Global oil prices climbed sharply after Iran intensified strikes across the Middle East, raising fears of disruption to energy supplies.
Brent crude, the international benchmark, jumped 10% on Monday to briefly exceed $82 per barrel following reports that at least three vessels were attacked near the Strait of Hormuz over the weekend. Natural gas prices also surged by up to 25% amid concerns about supply constraints.
Iran warned commercial vessels against passing through the strategic waterway, through which roughly 20% of global oil and gas shipments transit. Shipping activity at the entrance to the strait has slowed dramatically, with analysts cautioning that a prolonged disruption could drive energy prices significantly higher.

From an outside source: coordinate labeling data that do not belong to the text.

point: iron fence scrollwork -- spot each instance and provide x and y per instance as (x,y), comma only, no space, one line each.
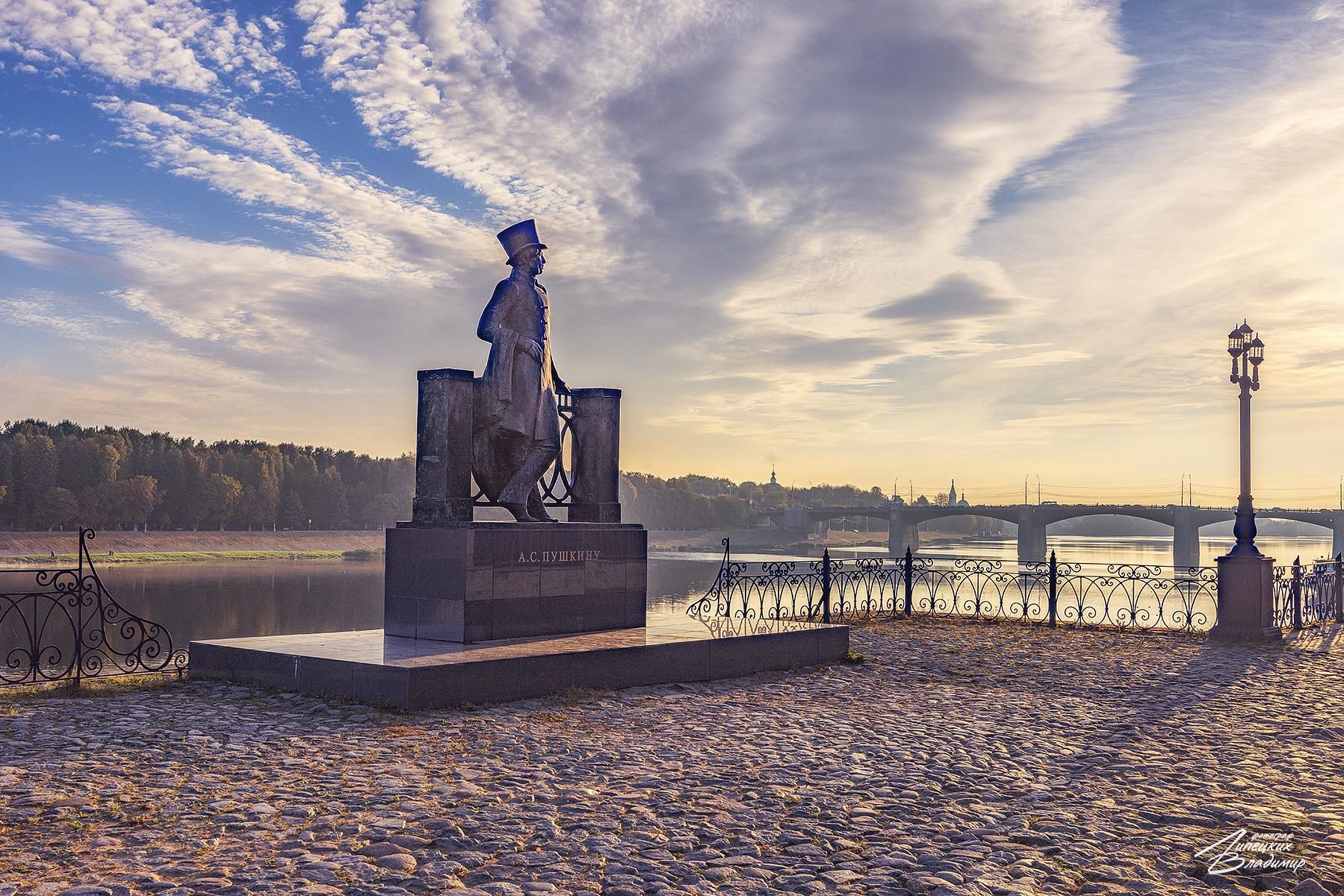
(1310,594)
(65,625)
(1050,593)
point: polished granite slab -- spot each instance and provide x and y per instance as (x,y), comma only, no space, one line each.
(371,667)
(472,582)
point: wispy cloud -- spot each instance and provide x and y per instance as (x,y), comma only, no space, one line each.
(870,238)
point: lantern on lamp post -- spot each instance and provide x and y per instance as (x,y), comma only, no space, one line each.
(1248,354)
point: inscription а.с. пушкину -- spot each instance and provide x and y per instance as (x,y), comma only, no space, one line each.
(557,556)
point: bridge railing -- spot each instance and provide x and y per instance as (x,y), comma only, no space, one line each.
(1310,594)
(1120,595)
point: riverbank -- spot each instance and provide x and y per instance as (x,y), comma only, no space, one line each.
(960,759)
(30,548)
(768,539)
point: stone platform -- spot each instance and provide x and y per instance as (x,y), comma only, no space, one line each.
(371,667)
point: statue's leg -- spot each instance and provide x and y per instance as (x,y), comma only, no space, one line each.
(523,484)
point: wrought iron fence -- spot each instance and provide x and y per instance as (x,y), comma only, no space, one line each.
(1121,595)
(1308,595)
(65,625)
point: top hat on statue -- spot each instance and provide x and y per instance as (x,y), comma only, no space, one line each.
(519,237)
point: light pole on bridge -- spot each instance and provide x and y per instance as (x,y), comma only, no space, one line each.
(1248,348)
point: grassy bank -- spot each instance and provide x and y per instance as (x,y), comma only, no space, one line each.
(186,556)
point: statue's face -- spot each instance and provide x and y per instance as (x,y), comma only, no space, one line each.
(533,261)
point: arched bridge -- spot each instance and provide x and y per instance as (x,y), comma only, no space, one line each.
(903,521)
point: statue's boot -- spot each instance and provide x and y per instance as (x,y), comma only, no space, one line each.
(515,494)
(536,508)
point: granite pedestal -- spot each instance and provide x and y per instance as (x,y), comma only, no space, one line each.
(469,582)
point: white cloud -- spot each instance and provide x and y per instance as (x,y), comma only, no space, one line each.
(173,43)
(799,225)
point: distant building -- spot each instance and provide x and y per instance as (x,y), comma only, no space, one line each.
(773,494)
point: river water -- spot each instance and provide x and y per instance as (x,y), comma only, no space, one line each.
(288,597)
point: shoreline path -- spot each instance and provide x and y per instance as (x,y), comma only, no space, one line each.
(960,758)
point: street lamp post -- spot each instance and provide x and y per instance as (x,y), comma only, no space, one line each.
(1245,575)
(1248,352)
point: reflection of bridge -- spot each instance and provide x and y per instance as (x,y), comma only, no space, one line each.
(1031,520)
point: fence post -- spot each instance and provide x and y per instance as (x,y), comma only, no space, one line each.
(826,585)
(1339,588)
(1297,593)
(1054,588)
(910,564)
(80,550)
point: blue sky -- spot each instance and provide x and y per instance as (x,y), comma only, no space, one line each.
(982,240)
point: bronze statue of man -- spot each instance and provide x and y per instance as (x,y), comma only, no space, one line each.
(518,433)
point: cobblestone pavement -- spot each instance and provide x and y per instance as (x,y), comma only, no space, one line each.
(960,759)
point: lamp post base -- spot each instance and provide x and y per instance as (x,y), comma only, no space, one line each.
(1246,600)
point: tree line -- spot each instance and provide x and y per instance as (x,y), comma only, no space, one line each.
(65,474)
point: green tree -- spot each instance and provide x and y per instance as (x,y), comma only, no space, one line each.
(220,494)
(57,507)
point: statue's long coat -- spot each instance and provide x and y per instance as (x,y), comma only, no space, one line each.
(518,393)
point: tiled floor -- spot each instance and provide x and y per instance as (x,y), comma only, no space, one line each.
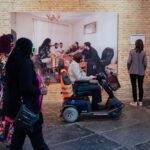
(130,132)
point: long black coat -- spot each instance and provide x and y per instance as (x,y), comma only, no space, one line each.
(21,83)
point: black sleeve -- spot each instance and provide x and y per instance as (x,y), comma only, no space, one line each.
(25,80)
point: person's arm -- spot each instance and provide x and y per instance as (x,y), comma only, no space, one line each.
(129,61)
(145,61)
(78,73)
(25,80)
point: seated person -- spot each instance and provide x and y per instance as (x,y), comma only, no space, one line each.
(91,86)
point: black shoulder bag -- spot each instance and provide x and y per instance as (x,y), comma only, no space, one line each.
(25,118)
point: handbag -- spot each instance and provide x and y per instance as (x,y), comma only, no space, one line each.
(113,82)
(25,118)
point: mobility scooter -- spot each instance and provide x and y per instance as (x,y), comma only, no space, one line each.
(78,103)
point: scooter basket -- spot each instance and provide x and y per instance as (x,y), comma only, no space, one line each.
(113,82)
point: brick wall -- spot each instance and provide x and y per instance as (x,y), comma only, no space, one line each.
(134,17)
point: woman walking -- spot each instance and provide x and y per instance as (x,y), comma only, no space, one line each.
(137,64)
(23,87)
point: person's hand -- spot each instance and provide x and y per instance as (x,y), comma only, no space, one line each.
(44,90)
(92,77)
(94,81)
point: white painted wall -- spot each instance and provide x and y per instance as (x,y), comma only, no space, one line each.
(106,32)
(56,32)
(22,23)
(26,25)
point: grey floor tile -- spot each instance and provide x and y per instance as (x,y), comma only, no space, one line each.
(128,118)
(130,136)
(94,142)
(65,133)
(143,146)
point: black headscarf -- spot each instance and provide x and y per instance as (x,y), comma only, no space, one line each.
(20,53)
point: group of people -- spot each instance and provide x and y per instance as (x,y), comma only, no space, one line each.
(23,83)
(89,54)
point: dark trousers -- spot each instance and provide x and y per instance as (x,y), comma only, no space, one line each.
(89,89)
(36,138)
(134,78)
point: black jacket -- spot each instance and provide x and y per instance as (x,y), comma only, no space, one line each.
(21,83)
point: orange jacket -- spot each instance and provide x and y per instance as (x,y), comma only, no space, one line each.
(66,85)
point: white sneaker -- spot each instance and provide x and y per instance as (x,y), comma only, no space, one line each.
(133,103)
(140,103)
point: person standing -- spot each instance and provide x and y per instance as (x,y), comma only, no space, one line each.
(137,64)
(44,52)
(23,87)
(93,60)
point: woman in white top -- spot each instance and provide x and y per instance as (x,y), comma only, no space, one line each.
(91,86)
(137,64)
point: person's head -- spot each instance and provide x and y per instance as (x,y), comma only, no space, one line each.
(61,45)
(87,45)
(46,43)
(76,44)
(24,47)
(56,45)
(77,57)
(139,46)
(61,64)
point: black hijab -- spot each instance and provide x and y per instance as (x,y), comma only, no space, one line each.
(20,53)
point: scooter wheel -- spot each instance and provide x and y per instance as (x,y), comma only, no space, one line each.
(115,114)
(70,114)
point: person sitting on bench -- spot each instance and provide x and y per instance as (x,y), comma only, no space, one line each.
(83,83)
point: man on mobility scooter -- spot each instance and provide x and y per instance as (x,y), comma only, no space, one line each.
(76,100)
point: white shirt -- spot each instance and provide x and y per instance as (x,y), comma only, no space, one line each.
(76,73)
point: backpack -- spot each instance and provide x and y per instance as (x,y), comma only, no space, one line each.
(5,44)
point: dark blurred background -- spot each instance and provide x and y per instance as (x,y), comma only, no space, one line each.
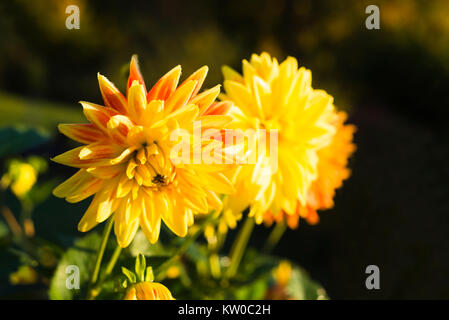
(394,82)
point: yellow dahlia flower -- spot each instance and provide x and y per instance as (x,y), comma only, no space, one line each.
(148,291)
(332,171)
(126,161)
(280,98)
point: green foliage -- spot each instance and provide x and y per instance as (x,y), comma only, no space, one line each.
(18,139)
(82,255)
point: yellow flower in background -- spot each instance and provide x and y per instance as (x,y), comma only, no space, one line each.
(21,177)
(282,273)
(126,161)
(140,285)
(148,291)
(278,97)
(332,171)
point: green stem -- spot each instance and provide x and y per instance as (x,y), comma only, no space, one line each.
(100,253)
(159,272)
(113,261)
(239,246)
(274,237)
(96,289)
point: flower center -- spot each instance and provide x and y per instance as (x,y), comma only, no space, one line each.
(150,167)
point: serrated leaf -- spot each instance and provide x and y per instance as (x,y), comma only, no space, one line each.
(82,256)
(129,274)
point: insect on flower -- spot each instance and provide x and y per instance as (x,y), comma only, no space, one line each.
(125,160)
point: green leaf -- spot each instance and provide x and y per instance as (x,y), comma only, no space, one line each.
(16,140)
(82,256)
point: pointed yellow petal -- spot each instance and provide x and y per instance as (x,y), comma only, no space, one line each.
(165,87)
(112,97)
(181,96)
(198,76)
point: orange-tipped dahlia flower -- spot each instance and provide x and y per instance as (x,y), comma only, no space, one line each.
(126,157)
(280,96)
(332,171)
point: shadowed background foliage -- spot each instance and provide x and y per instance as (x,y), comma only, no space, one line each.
(394,82)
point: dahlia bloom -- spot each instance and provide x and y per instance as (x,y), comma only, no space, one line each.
(126,160)
(280,98)
(148,291)
(332,171)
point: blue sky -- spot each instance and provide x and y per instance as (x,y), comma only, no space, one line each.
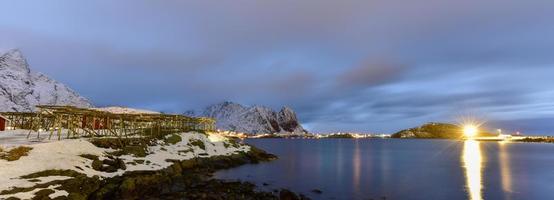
(371,66)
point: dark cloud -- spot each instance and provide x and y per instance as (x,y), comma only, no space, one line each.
(355,65)
(368,74)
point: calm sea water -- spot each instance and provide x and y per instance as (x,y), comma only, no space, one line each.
(403,169)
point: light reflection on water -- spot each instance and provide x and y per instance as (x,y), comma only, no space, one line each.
(472,160)
(403,169)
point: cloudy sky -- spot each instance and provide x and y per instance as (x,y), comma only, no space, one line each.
(369,65)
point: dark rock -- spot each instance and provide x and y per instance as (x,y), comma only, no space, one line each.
(43,194)
(317,191)
(285,194)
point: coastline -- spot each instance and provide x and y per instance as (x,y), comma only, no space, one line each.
(180,179)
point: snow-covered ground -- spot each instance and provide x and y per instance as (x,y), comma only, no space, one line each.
(65,155)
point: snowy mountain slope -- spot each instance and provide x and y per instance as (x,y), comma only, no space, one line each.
(253,120)
(124,110)
(22,89)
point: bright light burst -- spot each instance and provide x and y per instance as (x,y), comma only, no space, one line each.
(470,126)
(470,130)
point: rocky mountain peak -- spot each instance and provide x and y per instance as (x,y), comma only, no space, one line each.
(254,119)
(14,60)
(21,89)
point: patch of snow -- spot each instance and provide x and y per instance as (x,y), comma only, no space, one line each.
(65,155)
(31,194)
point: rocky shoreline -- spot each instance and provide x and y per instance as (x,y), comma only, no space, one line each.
(188,179)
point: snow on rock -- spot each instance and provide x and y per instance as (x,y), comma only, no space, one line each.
(22,89)
(124,110)
(253,120)
(65,155)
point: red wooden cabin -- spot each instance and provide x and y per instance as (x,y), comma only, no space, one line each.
(3,121)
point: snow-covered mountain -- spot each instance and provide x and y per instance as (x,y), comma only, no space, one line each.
(253,120)
(22,89)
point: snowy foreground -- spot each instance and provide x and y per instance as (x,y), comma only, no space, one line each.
(66,155)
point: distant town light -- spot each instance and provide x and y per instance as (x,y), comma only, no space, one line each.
(470,130)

In the UK, the FTSE 100 opened nearly 1% lower, with airline shares hit by widespread airspace closures across the Middle East. European markets experienced sharper losses: France’s CAC 40 fell 1.6%, while Germany’s DAX declined 1.7%.
Gold prices, often seen as a safe-haven asset during geopolitical instability, rose 2.3% to $5,395.99 per ounce.
The UK Maritime Trade Operations Centre reported that two vessels had been struck and that an “unknown projectile” exploded near a third ship. Meanwhile, Iran’s Islamic Revolutionary Guards Corps claimed that three UK- and US-linked tankers had been hit, though neither government has confirmed the claim.
After the initial spike, Brent crude eased back to around $79 per barrel, while US-traded crude remained up roughly 7.6% at $72.20.
Energy analysts say markets are not yet in panic mode. Saul Kavonic of MST Marquee noted that oil production and core transport infrastructure have not been primary targets so far, providing some reassurance. However, traders remain focused on whether safe passage through the Strait of Hormuz will resume.
Some experts warn that if the conflict persists and the strait remains effectively closed, oil prices could exceed $100 per barrel. Such increases would likely feed into higher inflation and complicate central bank policy decisions.
Robin Mills, chief executive of Dubai-based Qamar Energy, said traders are reacting rapidly to developments but stressed that oil prices remain below levels seen two years ago.
On Sunday, the OPEC+ group agreed to increase production by 206,000 barrels per day to offset potential supply shortages. However, several analysts questioned whether this would be sufficient if the disruption continues.
Industry groups are also warning of consumer impact. Edmund King, president of the AA, said sustained turmoil could push up global petrol prices. Meanwhile, Subitha Subramaniam of Sarasin & Partners cautioned that prolonged high energy costs could spill over into food, agriculture, and industrial goods, reigniting inflationary pressures.
In the UK, inflation has been easing, allowing the Bank of England to cut interest rates recently. However, economists suggest policymakers may pause further reductions if energy-driven inflation risks intensify.
Shipping activity reflects growing caution. Around 150 tankers are reportedly anchored outside the Strait of Hormuz, with only a limited number of vessels—primarily Iranian and Chinese—transiting the route. Danish shipping giant Maersk announced it would suspend sailings through the Bab el-Mandeb Strait and the Suez Canal, rerouting vessels around the Cape of Good Hope instead.
Analysts warn that the duration of the disruption will determine whether the situation evolves into a broader energy crisis or stabilises once maritime traffic resumes.